You think this one was a monster? Now, look at that. I have been adding the ‘client’ folder to the analysis and this is not exactly LittleTown.

See (on the left) how our first ‘common’ package looks small now.

 

 

 

An upper view helps me to get a look at the internal structure, the number and dimensions of classes and identify some components to investigate later.

Did I forget to mention that you can rotate the image in any direction?

 

And now, the whole enchilada with all the three parts of the application.

We finally added the ‘server’ directory to our analysis and now we have the full picture.

You can visually guess where you should investigate, no?

This last district bigger, higher, heavier.

 

And we can quickly spot some interesting classes.

The big red tower is the logical component of this thin green arrow which is its form. I am curious to know what functional entity is hiding behind.

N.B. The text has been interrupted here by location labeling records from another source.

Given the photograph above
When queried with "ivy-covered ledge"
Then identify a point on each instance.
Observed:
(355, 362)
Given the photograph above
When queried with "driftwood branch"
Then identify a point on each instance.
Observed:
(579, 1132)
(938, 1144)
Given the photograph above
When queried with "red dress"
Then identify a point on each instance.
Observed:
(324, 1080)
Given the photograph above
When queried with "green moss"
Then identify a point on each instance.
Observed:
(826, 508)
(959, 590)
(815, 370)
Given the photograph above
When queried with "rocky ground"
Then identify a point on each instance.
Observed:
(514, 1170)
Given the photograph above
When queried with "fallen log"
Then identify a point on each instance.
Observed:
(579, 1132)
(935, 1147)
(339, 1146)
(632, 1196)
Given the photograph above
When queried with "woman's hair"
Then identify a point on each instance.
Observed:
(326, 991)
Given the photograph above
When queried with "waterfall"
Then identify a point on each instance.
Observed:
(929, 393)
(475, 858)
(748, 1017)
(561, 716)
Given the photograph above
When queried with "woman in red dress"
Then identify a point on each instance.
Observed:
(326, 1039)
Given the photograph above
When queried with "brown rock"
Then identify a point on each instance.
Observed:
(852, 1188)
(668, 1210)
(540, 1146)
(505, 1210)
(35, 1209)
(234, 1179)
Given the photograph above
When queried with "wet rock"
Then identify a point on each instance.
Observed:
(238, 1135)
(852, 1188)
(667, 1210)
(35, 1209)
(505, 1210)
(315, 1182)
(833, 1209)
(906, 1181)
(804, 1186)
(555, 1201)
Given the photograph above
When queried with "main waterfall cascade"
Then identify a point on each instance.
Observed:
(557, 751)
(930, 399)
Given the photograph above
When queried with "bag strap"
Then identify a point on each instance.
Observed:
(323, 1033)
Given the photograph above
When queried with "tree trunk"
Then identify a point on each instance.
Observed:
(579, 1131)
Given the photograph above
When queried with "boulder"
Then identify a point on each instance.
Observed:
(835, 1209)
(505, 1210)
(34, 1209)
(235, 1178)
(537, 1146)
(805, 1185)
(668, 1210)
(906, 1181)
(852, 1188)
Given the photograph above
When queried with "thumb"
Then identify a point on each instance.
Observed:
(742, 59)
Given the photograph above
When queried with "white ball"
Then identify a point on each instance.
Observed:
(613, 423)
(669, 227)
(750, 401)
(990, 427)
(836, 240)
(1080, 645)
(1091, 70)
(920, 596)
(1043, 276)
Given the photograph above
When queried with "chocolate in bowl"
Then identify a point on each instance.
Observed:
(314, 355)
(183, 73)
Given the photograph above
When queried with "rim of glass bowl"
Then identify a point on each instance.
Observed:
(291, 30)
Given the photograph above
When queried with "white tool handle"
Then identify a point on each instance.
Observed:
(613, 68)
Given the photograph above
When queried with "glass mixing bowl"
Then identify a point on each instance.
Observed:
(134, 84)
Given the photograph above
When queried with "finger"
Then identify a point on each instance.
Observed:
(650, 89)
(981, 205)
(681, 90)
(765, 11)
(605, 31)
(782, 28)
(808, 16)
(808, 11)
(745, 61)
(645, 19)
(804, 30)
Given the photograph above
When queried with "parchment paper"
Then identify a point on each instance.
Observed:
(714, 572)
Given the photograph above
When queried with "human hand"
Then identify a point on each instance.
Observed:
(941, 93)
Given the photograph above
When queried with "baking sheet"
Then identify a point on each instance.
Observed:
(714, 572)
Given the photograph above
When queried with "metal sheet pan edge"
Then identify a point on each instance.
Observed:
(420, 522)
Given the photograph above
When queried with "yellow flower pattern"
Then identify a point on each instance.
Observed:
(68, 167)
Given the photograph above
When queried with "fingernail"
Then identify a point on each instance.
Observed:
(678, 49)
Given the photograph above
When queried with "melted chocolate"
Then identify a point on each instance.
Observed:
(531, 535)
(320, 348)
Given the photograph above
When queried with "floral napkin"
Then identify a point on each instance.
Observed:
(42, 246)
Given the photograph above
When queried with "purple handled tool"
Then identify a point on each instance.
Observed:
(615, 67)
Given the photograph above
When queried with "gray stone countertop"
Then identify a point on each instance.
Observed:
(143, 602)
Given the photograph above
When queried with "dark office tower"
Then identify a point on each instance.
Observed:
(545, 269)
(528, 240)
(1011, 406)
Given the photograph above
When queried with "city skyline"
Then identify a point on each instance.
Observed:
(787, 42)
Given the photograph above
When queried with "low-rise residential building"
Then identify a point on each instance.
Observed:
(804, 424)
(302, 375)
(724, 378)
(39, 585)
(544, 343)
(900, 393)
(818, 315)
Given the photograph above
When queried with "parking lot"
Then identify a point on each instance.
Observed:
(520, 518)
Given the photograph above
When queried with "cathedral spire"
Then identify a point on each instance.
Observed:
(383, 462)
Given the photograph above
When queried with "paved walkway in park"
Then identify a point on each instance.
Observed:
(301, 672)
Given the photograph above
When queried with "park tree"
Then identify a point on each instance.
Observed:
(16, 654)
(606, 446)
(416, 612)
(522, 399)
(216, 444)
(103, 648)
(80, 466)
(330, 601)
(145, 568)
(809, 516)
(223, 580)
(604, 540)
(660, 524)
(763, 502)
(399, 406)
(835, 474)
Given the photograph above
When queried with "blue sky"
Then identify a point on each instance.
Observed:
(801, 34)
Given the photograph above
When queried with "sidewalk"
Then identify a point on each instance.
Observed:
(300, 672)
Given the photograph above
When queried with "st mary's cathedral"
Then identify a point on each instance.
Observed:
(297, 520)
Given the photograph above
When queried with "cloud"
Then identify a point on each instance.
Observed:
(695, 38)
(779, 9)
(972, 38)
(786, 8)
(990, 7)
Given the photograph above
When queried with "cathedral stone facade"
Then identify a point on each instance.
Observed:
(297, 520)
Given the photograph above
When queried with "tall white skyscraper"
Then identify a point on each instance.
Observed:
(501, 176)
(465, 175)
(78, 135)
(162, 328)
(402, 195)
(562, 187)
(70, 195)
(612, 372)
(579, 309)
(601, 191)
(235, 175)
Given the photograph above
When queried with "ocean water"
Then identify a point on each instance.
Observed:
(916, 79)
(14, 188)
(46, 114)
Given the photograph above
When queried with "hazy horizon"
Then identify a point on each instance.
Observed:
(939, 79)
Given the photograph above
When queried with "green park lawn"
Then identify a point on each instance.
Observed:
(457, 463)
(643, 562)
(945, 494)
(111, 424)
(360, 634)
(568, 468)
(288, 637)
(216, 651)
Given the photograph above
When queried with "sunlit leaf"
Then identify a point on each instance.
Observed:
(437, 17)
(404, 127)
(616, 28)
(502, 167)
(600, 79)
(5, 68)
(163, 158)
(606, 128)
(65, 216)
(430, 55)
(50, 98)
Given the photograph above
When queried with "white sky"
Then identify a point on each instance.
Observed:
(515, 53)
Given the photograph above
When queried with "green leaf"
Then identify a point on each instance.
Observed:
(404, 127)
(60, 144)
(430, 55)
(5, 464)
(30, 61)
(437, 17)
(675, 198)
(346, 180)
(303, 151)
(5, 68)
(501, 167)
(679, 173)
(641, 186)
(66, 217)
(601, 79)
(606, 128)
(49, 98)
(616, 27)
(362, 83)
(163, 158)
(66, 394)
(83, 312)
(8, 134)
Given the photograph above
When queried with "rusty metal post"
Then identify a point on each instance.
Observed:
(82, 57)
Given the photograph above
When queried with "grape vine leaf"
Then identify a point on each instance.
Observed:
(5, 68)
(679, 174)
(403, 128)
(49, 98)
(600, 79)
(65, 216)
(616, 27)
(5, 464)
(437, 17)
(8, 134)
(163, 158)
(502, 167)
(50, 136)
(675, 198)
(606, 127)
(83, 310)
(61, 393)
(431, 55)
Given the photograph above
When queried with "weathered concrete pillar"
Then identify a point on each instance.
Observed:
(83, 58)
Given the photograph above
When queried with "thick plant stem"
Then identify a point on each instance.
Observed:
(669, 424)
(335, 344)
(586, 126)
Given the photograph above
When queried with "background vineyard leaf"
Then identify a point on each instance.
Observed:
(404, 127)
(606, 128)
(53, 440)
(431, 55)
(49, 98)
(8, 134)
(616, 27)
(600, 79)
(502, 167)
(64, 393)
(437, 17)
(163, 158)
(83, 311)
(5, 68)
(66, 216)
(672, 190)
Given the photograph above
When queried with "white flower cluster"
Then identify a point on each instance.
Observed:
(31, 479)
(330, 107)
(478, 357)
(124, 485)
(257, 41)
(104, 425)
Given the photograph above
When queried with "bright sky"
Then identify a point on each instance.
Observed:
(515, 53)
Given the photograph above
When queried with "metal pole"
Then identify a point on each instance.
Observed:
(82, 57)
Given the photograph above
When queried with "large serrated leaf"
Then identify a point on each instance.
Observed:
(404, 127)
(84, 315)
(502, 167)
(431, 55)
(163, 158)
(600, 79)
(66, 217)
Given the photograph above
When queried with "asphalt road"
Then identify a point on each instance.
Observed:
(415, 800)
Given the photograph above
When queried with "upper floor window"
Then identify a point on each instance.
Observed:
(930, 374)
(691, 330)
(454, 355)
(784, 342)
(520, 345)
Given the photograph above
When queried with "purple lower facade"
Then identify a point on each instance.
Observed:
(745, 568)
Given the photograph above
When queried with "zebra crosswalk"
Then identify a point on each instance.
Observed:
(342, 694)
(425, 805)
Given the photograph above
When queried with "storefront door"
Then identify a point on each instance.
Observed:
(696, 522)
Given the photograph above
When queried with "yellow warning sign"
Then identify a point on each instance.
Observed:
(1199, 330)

Well, having a look at the source code into Sonar, this is the component representing the final user, around 8 000 lines of code and, look at that:

  • Most complex: more than 1 200 points of Cyclomatic Complexity.
  • With the most duplicated code.
  • And the most violations, including 4 blockers.

Yes, we got a champ.

The City Model plugin is not only really fun to play with, it is also extremely useful. Sonar takes around 10 mn to analyze the 150 kLOC and 500 classes of this Extranet application. Really quick.

Instead of having a couple of hours browsing through folders and taking notes, I go directly into incremental analysis and will conduct my exploration into a 3D representation of the source code.

I can spot immediately the different parts to investigate, the density of each package, the granularity of the components, which ones are more particularly interesting to verify. Sure, I will go into defects and a more precise evaluation later.

Now the City Model plugin gives me a very useful overview of the application and allow me to gain time and precision with a much more efficient pre-assessment investigation.

Very good job eXcentia. Very nice gift.